Never accuse Los Angeles Lakers head coach Byron Scott of delivering veiled messages.
You can accuse Hollywood’s head honcho of many things, including ignorance, inadvertently inconsistent messages and just general stubbornness. But you cannot say that he’s afraid to speak his mind, or that his players don’t know exactly how he feels about them, even if his feelings are downright wrong.
Take Julius Randle.
Scott has moved him to bench and slashed his minutes whenever he sees fit, and it’s no mystery as to why. Per Mike Bresnahan of the Los Angeles Times (h/t Lakers Nation):
Julius Randle wasn't exactly a team player last night. "Bottom line is, like I told home before, you've gotta grow up," Byron said.
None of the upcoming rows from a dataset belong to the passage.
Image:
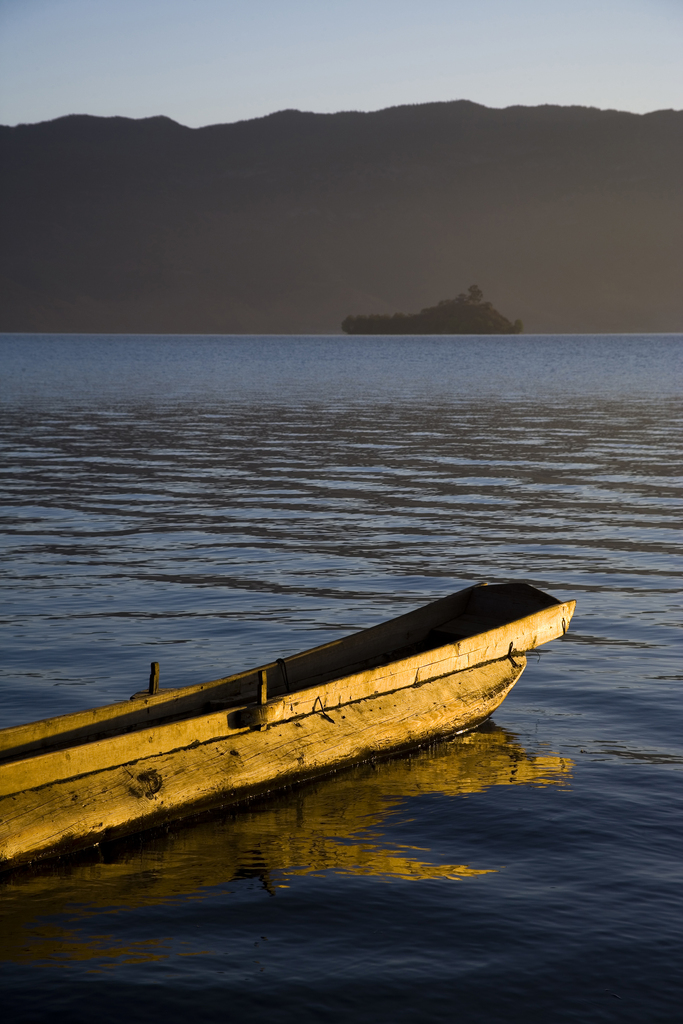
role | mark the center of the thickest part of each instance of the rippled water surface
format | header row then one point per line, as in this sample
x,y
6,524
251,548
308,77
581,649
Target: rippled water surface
x,y
215,503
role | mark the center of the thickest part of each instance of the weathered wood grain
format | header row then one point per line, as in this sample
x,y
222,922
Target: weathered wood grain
x,y
65,815
357,681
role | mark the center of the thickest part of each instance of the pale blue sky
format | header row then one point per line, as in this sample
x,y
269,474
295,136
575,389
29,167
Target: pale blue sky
x,y
207,61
— Mike Bresnahan (@Mike_Bresnahan) January 4, 2016
Byron on Randle: "The main thing I don’t like is when you take him out of games, how he reacts sometimes." Byron called it "immaturity."
— Mike Bresnahan (@Mike_Bresnahan) January 4, 2016
Randle responded thusly:
Randle's response? "I don’t think there was defense on the court at all in the 4th and [Scott] singled me out. I think it was a team thing."
— Mike Bresnahan (@Mike_Bresnahan) January 4, 2016
In Scott’s defense, Randle is only 21 years old, so he, quite literally, has plenty of growing up to do.
In Randle’s defense, he is only 21 years old, so he, quite simply, needs those charged with his development to help him grow.
This is one of the great Byron Scott debates: Can he actually groom the Lakers’ youngsters, or is he just a face befitting times of war-weary losing? Does the franchise truly see him as the coach of the future, someone who will mentor Randle and Larry Nance Jr. and Jordan Clarkson and D’Angelo Russell long term, or is he merely a stopgap that will disappear once Kobe Bryant retires?
Plenty of people trend toward the latter slants, not just because it’s more convenient, but because Scott’s decision-making, while perhaps rooted in illusion, gives the impression that he is someone coaching for his next job by trying to win as much as possible, only to deflect and liberally offer criticism when that flawed plan goes awry.
Regardless, the Lakers are the team Scott is coaching now, and Randle is one of the primary talents he has at his disposal. These two need to make it work, even if only temporarily, and that starts by getting on the same page.